De nouveau sur l’écran Jack Barron, assis dans un fauteuil au bras formant tablette sur laquelle reposent deux vidphones blancs modèle standard de chez Bell. Fauteuil et appareils entièrement blancs tranchent sur le noir moiré du décor et font ressembler Barron à un chevalier défiant des ombres dansant dans l’obscurité.
— Vous avez un problème ? reprend Jack Barron de la voix de quelqu’un qui en a vu, qui a vu Harlem l’Alabama Berkeley North Side Strip City, qui en a connu, qui connaît les murs gris d’un millier de Projets de l’Age d’Or l’odeur d’urine des prisons grises le mandat qui vous aide deux fois par mois à continuer à mourir (sécurité sociale aide sociale allocation de chômage salaire minimum garanti mandat bleu cyanure du Gouvernement), quelqu’un qui a tout vu tout connu mais merde on continue quand même, le confident des paumés de ce monde.
— Alors, appelez Jack Barron. (Il s’interrompt, sourit de son sourire cynique, ses yeux noirs défiant les ombres mouvantes du décor aux effets kinesthopiques, émule de Dylan J.F.K. Bobby K. Bouddha.) Et vous savez tous ce qui se produit quand Jack Barron se met en colère. Appelez en P.C.V. notre numéro : 212-969-6969 (six mois de lutte avec Bell et la F.C.C. pour avoir ce numéro mnémonique), et nous allons faire passer la première communication… dans quelques instants !
Jack Barron avance la main, appuie sur quelques touches de son vidphone (caméra et écran du vidphone font face au côté opposé du studio) et cent millions d’écrans de télévision se séparent en deux. Le quadrant inférieur gauche montre l’image standard en noir et blanc d’un Noir aux cheveux et à la chemise de couleur blanche sur fond de vidphone vaguement grisâtre, tandis que les trois quarts restants de l’écran sont occupés par l’image en couleurs vivantes de Jack Barron.

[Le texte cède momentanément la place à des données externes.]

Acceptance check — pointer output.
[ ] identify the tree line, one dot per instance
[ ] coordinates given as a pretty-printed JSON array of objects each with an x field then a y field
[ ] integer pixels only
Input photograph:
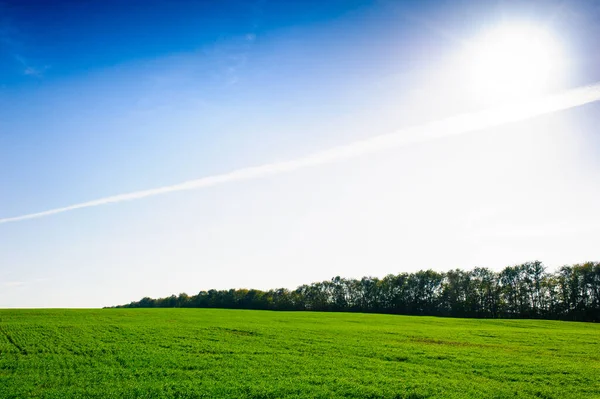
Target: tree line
[{"x": 522, "y": 291}]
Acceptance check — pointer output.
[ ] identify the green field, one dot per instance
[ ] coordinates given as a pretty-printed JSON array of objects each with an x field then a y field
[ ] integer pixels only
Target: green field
[{"x": 213, "y": 353}]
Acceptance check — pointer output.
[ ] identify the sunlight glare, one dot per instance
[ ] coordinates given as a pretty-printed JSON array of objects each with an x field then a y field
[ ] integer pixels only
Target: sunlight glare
[{"x": 514, "y": 62}]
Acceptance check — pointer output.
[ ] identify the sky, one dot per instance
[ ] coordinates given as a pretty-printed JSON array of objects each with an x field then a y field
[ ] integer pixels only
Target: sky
[{"x": 102, "y": 98}]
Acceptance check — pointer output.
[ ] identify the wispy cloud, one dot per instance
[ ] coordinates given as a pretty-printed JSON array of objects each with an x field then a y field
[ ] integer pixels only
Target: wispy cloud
[{"x": 456, "y": 125}]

— Monsieur, vous êtes ce soir l’invité de Bug Jack Barron, et l’antenne vous appartient jusqu’à nouvel ordre. Cent millions de téléspectateurs sont impatients de savoir qui vous êtes, où vous êtes et quel est votre problème. À vous la place d’honneur pour quelques instants. Dites-nous qui vous fait suer et faites-le suer à votre tour. Vous êtes en ligne avec Jack Barron, et Jack Barron est en ligne avec cent millions de petits rigolos à travers l’Amérique entière. Aussi ne vous gênez pas, parlez haut parlez clair et tant pis pour les mécontents. Jack Barron vous écoute… (Et Barron enveloppe le tout d’un sourire qui a l’air de dire : Ne vous frappez pas les enfants, vous et moi on finira par les avoir ces vaches.)
— Je m’appelle Rufus W. Johnson, commence le vieux Noir ; et comme tout le monde peut le constater sur son poste de télévision, je suis noir. Mais alors vraiment noir, Jack. Vous voyez ce que je veux dire ? Pas simplement un homme de couleur, un type à la peau foncée, pas un mulâtre, un quarteron, un octavon, un basson, un barbon, non. Rufus W. Johnson est un foutu Nèg…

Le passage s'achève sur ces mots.